What Is The Origin Of (196)?…
Get the upper hand
If I was pressed to name my ten favourite tracks of all time, high up there would be Matty Groves from Fairport Convention’s seminal 1969 album, Liege and Lief. The interplay between Richard Thompson’s guitar and Dave Swarbrick’s violin together with Sandy Denny’s majestic vocals meant that folk rock had truly arrived.
The song is a reworking of a traditional ballad, Little Musgrave and Lady Barnard, which appeared in Francis Child’s collection of English and Scottish Popular Ballads, published in 1882. Childs dated the ballad in question to around 1600. This dating is important in determining the origin of our phrase, get the upper hand, which is used to signify that someone or something has taken a dominant position or gained an advantage.
The ballad, a tragic tale of marital deception and its consequences, contains the following stanza; “A grave, a grave, Lord Barnard cryd/ To put these lovers in;/ But bury my lady on the upper hand,/ For she came of the better kin.” The Fairport’s version has the final couplet as “but bury my lady at the top/ for she was of noble kin.”
If Childs’ dating of the ballad is anywhere near the mark, then we can dispose of some of the more fanciful theories behind the origin of the phrase. One of those is a method used to choose teams for games of playground baseball in the States, a selection process which was always a trial for the unathletic the world over. Apparently one captain would grab the bottom of the handle of a baseball bat and the other captain would hold it immediately above their opponent’s hand and so on until they reached the top. The one whose hand was at the top would have the upper hand and get first pick.
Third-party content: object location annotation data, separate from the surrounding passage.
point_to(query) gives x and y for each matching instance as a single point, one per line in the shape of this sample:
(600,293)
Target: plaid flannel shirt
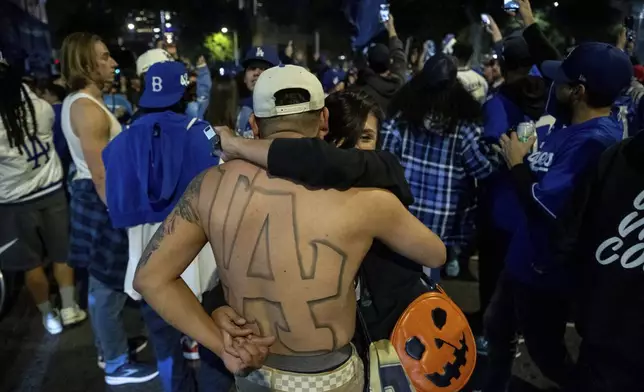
(442,170)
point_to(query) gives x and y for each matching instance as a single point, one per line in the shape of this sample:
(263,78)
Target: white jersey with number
(75,149)
(33,170)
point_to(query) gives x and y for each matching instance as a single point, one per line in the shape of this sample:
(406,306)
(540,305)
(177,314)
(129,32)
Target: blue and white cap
(165,85)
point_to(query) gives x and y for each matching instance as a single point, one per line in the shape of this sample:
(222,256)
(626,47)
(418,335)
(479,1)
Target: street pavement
(32,361)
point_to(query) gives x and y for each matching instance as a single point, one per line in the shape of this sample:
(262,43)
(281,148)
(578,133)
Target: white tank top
(82,171)
(37,171)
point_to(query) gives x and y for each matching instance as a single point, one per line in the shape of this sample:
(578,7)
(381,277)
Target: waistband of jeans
(310,363)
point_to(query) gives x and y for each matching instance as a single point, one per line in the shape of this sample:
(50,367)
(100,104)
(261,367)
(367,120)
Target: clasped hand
(243,351)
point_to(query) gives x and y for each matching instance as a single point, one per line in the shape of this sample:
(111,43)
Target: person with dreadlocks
(34,224)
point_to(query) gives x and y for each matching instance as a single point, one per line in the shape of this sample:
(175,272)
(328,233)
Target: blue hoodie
(557,167)
(503,204)
(149,165)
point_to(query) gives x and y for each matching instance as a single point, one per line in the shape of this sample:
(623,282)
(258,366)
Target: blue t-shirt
(560,163)
(149,165)
(501,202)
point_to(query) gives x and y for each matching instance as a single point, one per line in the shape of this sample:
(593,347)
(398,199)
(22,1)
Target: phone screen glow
(384,12)
(510,5)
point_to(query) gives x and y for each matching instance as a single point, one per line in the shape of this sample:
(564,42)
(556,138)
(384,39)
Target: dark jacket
(600,238)
(383,88)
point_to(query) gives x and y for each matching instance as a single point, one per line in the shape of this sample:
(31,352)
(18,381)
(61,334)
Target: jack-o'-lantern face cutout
(435,344)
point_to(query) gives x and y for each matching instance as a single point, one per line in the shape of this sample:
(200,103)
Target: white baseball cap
(281,78)
(149,58)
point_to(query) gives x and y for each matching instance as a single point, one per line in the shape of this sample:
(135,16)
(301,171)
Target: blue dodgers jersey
(149,165)
(502,202)
(560,163)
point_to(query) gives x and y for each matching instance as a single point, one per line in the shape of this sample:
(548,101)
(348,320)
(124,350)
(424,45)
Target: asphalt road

But baseball wasn’t invented until Abner Doubleday had the bright idea in 1839. Its precursor, rounders, is believed to have been played since the 16th century, the first reference to the game, interestingly referred to as baseball, appearing in A Little Pretty Pocketbook, published in 1744. It is highly unlikely that this is the origin.
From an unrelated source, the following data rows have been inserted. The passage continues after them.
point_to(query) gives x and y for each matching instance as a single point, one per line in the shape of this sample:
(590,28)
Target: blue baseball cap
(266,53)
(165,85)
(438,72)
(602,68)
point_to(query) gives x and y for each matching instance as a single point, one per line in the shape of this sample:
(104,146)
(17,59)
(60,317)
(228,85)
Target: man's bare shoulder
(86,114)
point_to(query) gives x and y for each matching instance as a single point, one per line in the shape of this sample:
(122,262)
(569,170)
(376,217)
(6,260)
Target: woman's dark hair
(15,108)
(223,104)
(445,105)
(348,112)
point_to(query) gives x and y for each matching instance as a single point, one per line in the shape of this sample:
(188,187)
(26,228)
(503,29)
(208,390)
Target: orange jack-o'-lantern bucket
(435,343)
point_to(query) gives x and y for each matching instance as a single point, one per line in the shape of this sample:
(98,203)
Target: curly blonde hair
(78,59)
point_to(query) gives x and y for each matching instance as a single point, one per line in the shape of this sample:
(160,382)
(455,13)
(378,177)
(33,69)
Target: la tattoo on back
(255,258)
Nor is it likely to relate to the charming custom of holding hands. Whilst most of us do it automatically, one of the pair’s hand is above the other’s and it may signify some kind of dominance. Thomas Macaulay seems to suggest this sense in his History of England, published in 1848, when discussing some areas of dispute which included “who should take the upper hand in public walks..”
The usage in the Little Musgrave ballad revolves around status. Lady Barnard is to be buried above Musgrave because she had a higher social status. In Roman times a marriage cum manu (literally, with hand) was one where the wife came under the legal control of her hubby, contrasting with a marriage sine manu (without hand) where control remained with the bride’s father. Is Lord Barnard simply exercising his right over his wife in determining where she is buried?
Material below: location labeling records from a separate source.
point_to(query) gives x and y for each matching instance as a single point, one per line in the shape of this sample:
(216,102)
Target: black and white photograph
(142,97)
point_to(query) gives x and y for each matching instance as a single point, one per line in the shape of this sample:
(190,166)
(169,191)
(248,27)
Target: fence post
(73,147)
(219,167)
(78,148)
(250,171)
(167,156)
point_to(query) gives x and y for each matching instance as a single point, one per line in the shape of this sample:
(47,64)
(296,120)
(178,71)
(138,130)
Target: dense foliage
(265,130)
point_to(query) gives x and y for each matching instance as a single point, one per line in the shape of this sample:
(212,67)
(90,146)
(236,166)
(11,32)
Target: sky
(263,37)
Or, alternatively, is it something to do with wrestling? The term, get the over hand, relating to an opponent taking control of their opponent, has been around since the 14th century and wrestling was an extremely popular pastime in medieval and later times. But this sense doesn’t quite gel with its usage in the Little Musgrave ballad, unless, of course, it is being used in a figurative sense.
It is all a bit puzzling.
Its antonym, get the lower hand, has been around since at least the 1690s, although its usage is very rare.